With their voices echoing in the mostly-empty gymnasium at Jose Marti School in Union City, Rep. Albio Sires and State Sen. Brian Stack issued an appeal to The White House earlier this month to reverse an executive order that would deport the children of undocumented immigrants (called “Dreamers”).
President Donald Trump in early October issued the order that would undo some of the protections his predecessor Barack Obama had given to children brought to the United States by their parents.
DACA (Deferred Action for Childhood Arrivals) allowed individuals who entered the country as minors and remained here illegally to receive renewable two-year periods of deferred action from deportation and to be eligible to work. As of this year, an estimated 800,000 individuals called “Dreamers” have enrolled in the DACA program.
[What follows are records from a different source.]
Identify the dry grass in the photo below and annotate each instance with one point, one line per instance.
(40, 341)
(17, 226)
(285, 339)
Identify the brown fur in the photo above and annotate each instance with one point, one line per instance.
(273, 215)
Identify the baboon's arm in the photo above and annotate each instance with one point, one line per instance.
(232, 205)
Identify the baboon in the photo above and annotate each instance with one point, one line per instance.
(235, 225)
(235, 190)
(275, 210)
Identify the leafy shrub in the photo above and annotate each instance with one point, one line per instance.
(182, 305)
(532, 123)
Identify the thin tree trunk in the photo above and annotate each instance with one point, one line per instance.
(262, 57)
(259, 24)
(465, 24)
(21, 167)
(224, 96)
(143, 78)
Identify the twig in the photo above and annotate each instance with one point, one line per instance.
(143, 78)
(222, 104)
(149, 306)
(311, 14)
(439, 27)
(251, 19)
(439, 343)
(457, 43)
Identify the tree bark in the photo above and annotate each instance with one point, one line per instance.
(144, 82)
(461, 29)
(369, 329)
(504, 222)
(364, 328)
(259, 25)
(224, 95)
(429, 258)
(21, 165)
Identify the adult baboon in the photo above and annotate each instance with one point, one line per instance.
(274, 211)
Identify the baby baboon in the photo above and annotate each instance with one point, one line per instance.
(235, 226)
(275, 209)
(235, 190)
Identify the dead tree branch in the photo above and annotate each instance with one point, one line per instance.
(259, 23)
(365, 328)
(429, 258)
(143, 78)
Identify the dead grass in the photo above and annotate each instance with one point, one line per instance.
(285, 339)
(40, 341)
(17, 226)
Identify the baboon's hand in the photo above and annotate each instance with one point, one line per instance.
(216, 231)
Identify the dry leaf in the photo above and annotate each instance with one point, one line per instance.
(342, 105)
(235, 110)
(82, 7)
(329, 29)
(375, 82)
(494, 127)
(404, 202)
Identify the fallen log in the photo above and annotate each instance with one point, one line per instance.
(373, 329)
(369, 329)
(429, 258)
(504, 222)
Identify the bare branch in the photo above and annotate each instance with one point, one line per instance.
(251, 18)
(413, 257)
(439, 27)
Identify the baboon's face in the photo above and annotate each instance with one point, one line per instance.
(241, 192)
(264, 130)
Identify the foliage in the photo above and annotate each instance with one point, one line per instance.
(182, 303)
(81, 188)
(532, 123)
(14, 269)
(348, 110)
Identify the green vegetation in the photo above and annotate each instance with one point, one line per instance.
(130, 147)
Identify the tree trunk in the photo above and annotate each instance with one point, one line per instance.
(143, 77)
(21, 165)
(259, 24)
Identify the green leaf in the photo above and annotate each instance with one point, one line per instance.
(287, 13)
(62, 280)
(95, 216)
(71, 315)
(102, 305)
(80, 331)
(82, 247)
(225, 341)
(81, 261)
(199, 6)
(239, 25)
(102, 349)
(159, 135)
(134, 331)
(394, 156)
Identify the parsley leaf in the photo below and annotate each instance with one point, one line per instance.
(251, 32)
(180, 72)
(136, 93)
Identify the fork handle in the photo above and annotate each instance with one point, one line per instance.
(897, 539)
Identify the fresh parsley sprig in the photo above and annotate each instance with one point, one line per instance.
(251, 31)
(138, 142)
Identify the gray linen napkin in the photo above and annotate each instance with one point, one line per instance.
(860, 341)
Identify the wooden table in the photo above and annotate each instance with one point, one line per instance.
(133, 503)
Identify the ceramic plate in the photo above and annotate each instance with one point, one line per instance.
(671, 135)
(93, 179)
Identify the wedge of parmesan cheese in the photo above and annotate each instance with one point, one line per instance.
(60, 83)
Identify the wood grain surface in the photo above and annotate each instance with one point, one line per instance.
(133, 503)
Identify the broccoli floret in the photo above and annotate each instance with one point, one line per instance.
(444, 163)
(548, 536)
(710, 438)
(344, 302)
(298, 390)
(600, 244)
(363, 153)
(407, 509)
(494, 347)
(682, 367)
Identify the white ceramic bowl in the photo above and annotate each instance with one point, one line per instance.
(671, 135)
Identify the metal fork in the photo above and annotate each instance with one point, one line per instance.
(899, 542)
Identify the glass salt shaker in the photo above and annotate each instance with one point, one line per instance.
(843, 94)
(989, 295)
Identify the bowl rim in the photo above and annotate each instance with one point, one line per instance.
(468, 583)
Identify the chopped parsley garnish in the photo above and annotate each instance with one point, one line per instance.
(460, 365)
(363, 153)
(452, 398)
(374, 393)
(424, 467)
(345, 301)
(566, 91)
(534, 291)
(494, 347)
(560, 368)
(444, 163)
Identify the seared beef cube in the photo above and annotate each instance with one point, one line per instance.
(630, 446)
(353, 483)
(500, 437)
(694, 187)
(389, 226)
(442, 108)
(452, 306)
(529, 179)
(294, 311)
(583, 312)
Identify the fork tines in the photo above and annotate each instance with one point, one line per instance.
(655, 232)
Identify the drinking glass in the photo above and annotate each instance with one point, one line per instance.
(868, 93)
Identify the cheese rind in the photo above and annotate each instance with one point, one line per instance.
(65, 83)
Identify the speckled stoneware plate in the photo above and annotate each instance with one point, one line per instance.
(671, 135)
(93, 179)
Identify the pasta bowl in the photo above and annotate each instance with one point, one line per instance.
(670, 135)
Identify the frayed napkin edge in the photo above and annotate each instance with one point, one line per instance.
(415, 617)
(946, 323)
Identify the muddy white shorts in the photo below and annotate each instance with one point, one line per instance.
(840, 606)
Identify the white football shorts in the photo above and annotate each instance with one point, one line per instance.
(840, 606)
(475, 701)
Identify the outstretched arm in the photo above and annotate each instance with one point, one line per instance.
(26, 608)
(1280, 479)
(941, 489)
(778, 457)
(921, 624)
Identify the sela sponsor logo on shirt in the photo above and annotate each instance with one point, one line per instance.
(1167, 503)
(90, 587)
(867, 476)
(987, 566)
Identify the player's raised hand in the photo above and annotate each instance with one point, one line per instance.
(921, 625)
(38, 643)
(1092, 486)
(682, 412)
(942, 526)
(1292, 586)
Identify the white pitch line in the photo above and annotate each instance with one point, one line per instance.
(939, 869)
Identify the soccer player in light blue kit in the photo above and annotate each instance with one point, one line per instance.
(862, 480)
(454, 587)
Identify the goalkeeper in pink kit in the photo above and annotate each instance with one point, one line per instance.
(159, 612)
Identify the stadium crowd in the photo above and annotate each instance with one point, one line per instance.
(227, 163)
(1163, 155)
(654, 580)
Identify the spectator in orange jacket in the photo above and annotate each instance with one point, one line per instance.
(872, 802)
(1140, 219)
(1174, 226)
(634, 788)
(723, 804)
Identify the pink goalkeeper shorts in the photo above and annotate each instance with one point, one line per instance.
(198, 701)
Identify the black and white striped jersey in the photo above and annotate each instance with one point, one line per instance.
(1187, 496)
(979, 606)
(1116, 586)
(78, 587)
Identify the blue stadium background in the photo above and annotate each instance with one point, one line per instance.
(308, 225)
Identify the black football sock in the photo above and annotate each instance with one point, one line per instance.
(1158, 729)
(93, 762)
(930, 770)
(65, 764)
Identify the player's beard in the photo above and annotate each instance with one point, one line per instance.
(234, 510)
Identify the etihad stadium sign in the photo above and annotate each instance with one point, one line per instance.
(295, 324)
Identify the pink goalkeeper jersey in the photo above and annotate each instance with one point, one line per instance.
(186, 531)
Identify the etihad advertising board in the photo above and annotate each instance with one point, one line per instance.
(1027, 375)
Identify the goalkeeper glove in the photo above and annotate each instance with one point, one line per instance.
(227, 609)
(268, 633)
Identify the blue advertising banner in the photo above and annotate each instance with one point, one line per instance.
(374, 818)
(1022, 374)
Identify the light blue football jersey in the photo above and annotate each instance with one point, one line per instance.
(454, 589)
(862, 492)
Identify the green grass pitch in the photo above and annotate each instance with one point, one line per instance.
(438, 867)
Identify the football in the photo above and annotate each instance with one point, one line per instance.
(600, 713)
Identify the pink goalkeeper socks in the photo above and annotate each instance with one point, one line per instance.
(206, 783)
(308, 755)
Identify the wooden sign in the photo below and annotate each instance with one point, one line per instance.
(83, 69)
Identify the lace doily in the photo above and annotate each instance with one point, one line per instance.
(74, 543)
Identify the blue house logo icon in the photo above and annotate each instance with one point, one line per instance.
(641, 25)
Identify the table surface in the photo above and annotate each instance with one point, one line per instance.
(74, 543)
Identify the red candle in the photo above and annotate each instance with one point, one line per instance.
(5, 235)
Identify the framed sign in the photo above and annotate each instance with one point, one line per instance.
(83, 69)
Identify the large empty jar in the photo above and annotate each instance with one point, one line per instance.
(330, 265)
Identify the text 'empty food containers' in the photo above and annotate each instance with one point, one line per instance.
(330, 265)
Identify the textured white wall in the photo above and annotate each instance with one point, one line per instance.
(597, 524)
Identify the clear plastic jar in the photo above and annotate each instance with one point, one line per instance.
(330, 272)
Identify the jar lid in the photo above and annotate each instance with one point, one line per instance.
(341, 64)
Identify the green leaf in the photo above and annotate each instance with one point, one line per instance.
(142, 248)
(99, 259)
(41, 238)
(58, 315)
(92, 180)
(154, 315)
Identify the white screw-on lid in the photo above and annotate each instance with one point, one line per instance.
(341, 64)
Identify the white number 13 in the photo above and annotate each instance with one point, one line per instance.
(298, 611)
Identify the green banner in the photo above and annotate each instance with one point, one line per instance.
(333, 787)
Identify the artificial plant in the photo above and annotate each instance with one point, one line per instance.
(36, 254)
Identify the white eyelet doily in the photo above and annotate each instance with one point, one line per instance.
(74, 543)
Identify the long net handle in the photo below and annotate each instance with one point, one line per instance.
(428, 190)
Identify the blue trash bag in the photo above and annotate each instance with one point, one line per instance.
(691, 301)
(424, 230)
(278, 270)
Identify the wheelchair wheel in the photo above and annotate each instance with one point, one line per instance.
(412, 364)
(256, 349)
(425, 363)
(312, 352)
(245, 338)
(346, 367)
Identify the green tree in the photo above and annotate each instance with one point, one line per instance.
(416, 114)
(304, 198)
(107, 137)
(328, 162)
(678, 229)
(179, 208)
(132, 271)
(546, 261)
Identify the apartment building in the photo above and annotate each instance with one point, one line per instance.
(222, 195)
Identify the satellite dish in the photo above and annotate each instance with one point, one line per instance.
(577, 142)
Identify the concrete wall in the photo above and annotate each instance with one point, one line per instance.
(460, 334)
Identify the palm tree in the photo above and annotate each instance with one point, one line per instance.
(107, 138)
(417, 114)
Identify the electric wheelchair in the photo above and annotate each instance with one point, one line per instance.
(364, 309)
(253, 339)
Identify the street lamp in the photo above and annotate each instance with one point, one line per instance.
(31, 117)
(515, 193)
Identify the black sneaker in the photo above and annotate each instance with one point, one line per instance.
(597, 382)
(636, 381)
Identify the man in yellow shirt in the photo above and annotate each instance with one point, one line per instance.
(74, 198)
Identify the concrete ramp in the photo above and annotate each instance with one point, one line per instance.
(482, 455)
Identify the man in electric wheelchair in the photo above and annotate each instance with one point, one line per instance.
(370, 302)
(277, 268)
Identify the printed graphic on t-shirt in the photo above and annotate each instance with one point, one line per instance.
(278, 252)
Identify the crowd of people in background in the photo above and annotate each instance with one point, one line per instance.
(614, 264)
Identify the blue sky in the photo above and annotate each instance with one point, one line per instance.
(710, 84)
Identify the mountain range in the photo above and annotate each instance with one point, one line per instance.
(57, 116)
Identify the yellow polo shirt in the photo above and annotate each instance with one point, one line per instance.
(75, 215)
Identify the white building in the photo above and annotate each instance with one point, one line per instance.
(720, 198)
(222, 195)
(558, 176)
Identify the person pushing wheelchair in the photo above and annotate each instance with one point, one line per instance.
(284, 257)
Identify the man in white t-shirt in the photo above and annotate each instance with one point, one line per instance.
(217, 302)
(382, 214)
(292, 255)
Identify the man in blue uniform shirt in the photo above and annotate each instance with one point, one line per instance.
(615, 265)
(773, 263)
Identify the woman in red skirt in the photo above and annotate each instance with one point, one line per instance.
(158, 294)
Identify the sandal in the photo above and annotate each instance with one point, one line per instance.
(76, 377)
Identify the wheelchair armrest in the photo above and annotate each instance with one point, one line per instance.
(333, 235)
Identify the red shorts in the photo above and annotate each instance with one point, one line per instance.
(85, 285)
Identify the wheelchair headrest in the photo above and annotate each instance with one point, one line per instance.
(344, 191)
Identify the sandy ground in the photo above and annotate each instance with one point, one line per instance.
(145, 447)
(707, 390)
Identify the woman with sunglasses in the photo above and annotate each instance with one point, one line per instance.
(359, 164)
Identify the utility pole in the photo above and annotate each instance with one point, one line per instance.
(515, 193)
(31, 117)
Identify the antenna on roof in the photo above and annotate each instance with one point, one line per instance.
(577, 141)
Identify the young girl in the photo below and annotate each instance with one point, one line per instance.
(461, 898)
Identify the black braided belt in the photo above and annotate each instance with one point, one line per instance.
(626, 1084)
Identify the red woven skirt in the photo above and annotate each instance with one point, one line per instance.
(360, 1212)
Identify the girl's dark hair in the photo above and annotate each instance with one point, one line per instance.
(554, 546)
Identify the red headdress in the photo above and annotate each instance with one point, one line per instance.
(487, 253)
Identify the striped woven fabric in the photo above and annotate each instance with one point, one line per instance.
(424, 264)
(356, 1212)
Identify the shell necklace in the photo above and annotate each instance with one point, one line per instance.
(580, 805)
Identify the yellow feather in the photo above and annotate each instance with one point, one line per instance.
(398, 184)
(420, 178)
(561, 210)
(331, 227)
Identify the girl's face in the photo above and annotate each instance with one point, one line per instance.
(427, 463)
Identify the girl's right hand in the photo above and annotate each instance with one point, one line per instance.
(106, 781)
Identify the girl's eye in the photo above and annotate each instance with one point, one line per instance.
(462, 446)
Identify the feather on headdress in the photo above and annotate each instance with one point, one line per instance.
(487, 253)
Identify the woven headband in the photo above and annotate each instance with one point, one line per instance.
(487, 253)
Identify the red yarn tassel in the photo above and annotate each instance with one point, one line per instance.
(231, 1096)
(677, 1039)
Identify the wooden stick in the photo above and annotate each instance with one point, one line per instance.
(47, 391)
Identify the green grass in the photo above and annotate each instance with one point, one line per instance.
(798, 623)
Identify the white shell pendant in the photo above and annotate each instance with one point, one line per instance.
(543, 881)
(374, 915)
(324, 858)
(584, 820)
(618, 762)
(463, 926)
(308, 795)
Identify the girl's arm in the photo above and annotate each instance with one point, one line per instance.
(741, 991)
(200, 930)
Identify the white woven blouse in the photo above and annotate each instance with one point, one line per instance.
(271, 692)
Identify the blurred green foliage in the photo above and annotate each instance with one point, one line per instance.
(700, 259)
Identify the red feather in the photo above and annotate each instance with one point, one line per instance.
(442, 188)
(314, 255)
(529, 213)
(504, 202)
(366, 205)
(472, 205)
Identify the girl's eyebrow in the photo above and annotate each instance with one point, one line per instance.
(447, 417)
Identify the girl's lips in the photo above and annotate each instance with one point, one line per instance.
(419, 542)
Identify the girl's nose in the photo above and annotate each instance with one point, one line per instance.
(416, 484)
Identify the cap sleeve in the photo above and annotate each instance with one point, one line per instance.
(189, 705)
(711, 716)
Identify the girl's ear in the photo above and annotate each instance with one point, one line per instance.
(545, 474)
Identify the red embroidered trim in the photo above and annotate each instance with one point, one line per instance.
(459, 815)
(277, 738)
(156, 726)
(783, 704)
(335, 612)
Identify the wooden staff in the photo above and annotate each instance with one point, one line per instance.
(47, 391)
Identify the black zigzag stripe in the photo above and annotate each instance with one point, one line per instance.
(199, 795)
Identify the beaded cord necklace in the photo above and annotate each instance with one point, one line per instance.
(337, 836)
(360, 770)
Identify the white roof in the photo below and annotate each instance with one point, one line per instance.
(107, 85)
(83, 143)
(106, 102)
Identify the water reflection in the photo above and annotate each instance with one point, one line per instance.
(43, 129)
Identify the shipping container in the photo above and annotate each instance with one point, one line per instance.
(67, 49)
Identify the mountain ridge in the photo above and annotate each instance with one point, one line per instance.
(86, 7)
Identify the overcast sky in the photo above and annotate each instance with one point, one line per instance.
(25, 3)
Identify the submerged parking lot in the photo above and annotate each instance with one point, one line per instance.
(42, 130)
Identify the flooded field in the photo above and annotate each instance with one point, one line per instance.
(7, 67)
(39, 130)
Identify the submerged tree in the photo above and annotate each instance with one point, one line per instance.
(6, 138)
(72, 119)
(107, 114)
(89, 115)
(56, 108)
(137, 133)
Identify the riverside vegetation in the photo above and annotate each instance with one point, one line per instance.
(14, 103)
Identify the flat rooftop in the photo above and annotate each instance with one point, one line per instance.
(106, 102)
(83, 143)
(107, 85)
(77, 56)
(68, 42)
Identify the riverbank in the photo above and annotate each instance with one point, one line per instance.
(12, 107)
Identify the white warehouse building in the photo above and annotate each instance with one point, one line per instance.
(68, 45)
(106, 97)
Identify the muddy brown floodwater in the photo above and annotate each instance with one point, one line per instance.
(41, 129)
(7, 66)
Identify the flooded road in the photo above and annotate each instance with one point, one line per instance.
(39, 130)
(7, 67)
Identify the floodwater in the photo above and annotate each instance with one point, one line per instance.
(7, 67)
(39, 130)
“DACA recipients are our neighbors, friends and colleagues,” Sires said, whose congressional district includes portions of Hudson County including sections of Jersey City, Bayonne and nearly all of the towns in North Hudson with large Hispanic populations. “They are students, doctors, engineers and leaders in our military who are dedicated to our nation.
“Since its launch in 2012, DACA has helped hundreds of thousand of young people come out of the shadows without fear of being separated from their loved ones and sent away from the only country they call home.”
President Trump rescinded the policy in an executive order issued on Sept. 5. The change will not go into effect until March 2018, giving time for Congress to develop a policy to address these individuals.
Trump’s order could result in mass deportations. The act threatens people who know no other home but America. Some reportedly don’t even speak the native language of their parent’s homeland.
Sen. Stack, who is also mayor of Union City, represents nearly half of Jersey City, all of Union City, Weehawken, and Hoboken. He and Sires advocated the election of Democrat Phil Murphy for governor on Nov. 7, saying Murphy had promised to establish state protections for these children, effectively turning New Jersey into a sanctuary state. Murphy has promised to create an Office of Immigrant Protection to provide legal counsel to those who need help and have no place to turn.
As they spoke, the echo of voices rose in the corridors of the building, from students for whom this was an ordinary school day. Some of these students may well be affected if Trump’s executive order is not lifted.
These kids might find themselves shipped back to countries from which their parents fled violence and poverty to try to make sure their families had better opportunities in the U.S.
Stack and Sires – accompanied by Weehawken Mayor Richard Turner, West New York Freeholder Caridad Rodriguez, Union City Commissioner Maryury A. Martinetti and Jose Marti School Principal Ruby Baez – made their case for protecting the kids and placed their hopes on state intervention if Murphy is elected on Tuesday.
Stack said while undocumented immigrants who commit crimes in the United States should not be protected, most of those who come to the U.S. are looking for a better life.
“They are hard working people who are looking to make a living here,” he said, noting that historically, the United States has been “a melting pot” where immigrants have come.
Hudson County in the center of the issue
Union City is overwhelmingly populated by immigrants. Jersey City, meanwhile, is considered as one of the most ethnically diverse cities in the United States.
Sires called Trump’s executive order to end DACA a “reprehensible decision,” which is “inhumane and devastating” for families and communities across the country.
“President Trump’s actions target nearly a million hardworking, law-biding people who were brought here as young children,” Sires said, “who are growing up in the same playgrounds, schools and neighborhoods as our own kids.”
New Jersey has about 22,000 people who fit this profile, and Sires said Murphy has made a commitment to protect them. Quoting Murphy, Sires said, “They are just as American as our own children; they grew up here, have attended our public schools, and deserve every opportunity to continue their education, get a job and contribute to our society.”
DACA has been credited with expanding the work force and reducing the number of undocumented immigrants living in poverty. To be eligible for the program, a person must not have committed a felony or a serious misdemeanor.
“In repealing DACA, the president is also hurting our economy and our national security while diverting critical law enforcement efforts that should be focused on those who pose a true danger to public safety,” Sires said.
“America was built on the hard working immigrants and our diversity is part of the foundation of our nation and something that should be celebrated,” Sires said, taking aim at his colleagues in Congress as well. “It is long past time for Congress to step up and protect the millions of families that will be torn apart because of this inhumane decision.”